We rebel against that.  Our inner two-year old kicks in. We say, “you’re not the boss of me.”  So instead of going to the gym, doing our work, we do what we want.  It’s hard to shake entitlementality.

What if…

…instead of acting as if it was something I “had” to do, something I was burdened to do…

….I treated everything that I do as a privilege.  Everything.  From paying bills (I get to support my family) to going to the gyms (I get to get rid of my front-butt).   What if I changed the way I thought of each activity….to an opportunity in lieu of a burden?

Then: what if I didn’t expect pleasure.  What if I “got to” go to the gym, and considered it a privilege?  What if I trained myself where I “got to” enjoy the opportunity to help a client, to carry water, or to shovel snow?  What if I got to do things instead of had to?

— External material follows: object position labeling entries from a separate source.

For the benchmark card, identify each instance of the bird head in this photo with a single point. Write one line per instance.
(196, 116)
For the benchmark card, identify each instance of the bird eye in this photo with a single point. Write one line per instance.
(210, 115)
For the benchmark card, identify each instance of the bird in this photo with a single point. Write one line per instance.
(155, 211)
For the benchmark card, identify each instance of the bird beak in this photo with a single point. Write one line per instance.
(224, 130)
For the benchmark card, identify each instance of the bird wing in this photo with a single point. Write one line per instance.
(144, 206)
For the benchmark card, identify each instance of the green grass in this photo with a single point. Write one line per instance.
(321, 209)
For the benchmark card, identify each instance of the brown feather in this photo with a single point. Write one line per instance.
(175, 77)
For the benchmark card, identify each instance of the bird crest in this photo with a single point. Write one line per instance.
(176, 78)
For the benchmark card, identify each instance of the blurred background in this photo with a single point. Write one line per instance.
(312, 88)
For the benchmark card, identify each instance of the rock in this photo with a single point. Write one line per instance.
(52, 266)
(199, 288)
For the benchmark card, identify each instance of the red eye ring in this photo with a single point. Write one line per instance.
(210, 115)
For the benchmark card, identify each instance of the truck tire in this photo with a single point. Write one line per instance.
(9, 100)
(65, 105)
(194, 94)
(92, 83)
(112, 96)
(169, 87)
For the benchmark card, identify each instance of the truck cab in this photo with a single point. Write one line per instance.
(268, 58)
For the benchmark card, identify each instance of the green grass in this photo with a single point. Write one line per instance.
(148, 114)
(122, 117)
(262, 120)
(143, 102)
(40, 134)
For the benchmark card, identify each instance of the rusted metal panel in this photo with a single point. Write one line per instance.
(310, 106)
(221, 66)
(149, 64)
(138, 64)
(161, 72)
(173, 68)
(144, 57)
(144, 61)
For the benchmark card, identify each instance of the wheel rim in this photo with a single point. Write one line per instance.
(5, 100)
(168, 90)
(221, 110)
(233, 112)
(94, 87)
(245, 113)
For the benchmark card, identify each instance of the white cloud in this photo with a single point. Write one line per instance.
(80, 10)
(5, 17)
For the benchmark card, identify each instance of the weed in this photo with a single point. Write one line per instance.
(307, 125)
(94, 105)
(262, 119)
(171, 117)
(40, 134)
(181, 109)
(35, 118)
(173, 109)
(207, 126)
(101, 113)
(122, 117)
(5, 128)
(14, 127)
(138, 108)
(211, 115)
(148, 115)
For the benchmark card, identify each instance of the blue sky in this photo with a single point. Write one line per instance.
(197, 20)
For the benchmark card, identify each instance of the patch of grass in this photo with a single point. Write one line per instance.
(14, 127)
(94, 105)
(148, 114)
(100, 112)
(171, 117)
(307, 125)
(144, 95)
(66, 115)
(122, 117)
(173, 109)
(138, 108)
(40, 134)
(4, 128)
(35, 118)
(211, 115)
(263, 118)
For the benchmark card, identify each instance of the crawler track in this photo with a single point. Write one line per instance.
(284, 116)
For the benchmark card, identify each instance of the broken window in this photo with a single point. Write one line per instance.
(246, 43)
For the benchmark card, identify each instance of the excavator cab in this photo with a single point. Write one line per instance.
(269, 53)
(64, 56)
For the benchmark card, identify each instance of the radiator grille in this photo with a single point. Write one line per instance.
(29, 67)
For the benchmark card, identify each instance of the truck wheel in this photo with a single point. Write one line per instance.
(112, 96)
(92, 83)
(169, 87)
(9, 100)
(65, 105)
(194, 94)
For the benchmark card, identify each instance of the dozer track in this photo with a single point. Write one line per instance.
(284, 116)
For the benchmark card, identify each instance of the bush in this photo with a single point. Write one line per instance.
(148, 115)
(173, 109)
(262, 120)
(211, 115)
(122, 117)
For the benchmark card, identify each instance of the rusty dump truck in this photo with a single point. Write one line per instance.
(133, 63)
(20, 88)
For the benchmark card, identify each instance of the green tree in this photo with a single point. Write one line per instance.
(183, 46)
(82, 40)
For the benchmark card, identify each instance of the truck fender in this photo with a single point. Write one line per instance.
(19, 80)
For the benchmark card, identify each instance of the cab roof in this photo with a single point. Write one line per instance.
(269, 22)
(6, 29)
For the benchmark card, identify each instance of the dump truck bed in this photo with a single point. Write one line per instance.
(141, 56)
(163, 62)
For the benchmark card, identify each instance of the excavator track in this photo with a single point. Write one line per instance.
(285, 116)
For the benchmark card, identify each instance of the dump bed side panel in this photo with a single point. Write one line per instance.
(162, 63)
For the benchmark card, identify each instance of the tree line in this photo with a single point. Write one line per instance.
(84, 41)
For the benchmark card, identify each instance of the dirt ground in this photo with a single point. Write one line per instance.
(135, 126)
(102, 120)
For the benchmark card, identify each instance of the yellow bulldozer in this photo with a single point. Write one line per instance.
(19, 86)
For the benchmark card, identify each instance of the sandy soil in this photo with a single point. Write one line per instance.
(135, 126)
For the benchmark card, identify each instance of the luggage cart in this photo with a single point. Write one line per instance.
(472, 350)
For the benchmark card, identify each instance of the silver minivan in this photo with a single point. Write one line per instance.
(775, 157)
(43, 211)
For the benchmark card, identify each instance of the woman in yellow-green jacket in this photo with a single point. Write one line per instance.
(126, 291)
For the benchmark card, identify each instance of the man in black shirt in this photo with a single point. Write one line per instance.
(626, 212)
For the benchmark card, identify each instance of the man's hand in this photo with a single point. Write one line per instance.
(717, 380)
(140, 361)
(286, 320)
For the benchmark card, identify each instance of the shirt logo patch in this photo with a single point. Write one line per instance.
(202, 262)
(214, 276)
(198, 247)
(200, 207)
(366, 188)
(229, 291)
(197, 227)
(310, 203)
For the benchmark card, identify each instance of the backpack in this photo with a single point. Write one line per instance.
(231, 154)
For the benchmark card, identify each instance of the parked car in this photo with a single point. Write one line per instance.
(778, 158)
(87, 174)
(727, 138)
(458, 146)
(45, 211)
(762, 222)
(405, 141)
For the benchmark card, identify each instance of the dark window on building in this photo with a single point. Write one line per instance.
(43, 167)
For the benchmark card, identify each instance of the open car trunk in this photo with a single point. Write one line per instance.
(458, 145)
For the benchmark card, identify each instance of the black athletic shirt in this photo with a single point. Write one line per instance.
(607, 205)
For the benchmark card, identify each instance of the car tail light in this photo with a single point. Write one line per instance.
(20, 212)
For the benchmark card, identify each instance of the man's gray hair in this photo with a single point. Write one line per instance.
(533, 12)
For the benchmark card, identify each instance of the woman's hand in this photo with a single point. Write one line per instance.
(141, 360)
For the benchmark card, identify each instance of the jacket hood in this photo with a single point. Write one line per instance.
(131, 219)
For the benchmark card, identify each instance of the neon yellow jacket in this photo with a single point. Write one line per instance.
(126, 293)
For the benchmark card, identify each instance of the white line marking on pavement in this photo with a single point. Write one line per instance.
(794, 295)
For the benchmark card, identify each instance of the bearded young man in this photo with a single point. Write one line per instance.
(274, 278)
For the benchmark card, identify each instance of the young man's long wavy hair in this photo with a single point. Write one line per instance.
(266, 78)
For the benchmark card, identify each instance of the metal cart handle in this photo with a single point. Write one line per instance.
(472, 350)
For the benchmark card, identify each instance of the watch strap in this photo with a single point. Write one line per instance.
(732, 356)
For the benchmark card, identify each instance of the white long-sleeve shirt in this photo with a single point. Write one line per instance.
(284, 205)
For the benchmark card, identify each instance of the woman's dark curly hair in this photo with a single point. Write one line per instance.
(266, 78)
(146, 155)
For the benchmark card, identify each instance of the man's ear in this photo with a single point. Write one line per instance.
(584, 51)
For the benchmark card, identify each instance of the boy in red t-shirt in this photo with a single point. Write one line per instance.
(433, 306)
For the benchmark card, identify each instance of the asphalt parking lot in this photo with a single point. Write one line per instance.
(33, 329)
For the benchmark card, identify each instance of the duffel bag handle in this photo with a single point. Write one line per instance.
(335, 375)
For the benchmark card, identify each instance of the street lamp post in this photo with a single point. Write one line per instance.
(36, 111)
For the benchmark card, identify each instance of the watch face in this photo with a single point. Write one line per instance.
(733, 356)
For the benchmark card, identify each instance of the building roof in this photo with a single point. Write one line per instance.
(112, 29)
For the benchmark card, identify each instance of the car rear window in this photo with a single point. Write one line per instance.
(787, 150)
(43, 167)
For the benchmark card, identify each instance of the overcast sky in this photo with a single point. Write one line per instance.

If mentally, I wasn’t stuck presuming or focusing on my own pleasure, would I be test about the predictable and mundane things that try and sap our focus?

Would I be stoppable?

Now, I know that most of my readers will say things like “Chris, you can’t always feel this way.”  No arguments here. “Chris, this is purely puerile Pollyanna pablum.”   Possibly.

When we treat something as an opportunity, a privilege  we get a bounce in our step.  We lose the drudgery.  When we try to snap back to this mode, I can see it as a wonderful thing.

I love my kids, a lot, and they’re damned lucky because they can be annoying.  But in lieu of “I have to put up with Jack/Change a Diaper,” what if it was all “I get to.”

What if we put more and more of our activities under that umbrella?

“Oh, boy, I get to go to the grocery store and get some food for our family!”

is stronger than

“Oh, man, I have to go to the grocery store in the cold, driving rain, this sucks,” which makes you defeated before you start.

So that’s saying, when you decide on what tasks need to be accomplished, enhance the link between their completion and your joy.  “I get to finish X,Y or Z” is more powerful–by far–than saying “I have to do X, Y or Z”.

When we think this way–a secondary consequence is that we are generally happier.  It feels better to be doing something you relish than doing some tedious chore.

The applications:

What chores are predictable that you don’t like? How can you re-frame them (oh, boy I get to finish the laundry).

How do you know you’re doing what you should be doing–and what is part of your nature?

How will you feel when you see things as choices and loving privs, rather than bad things?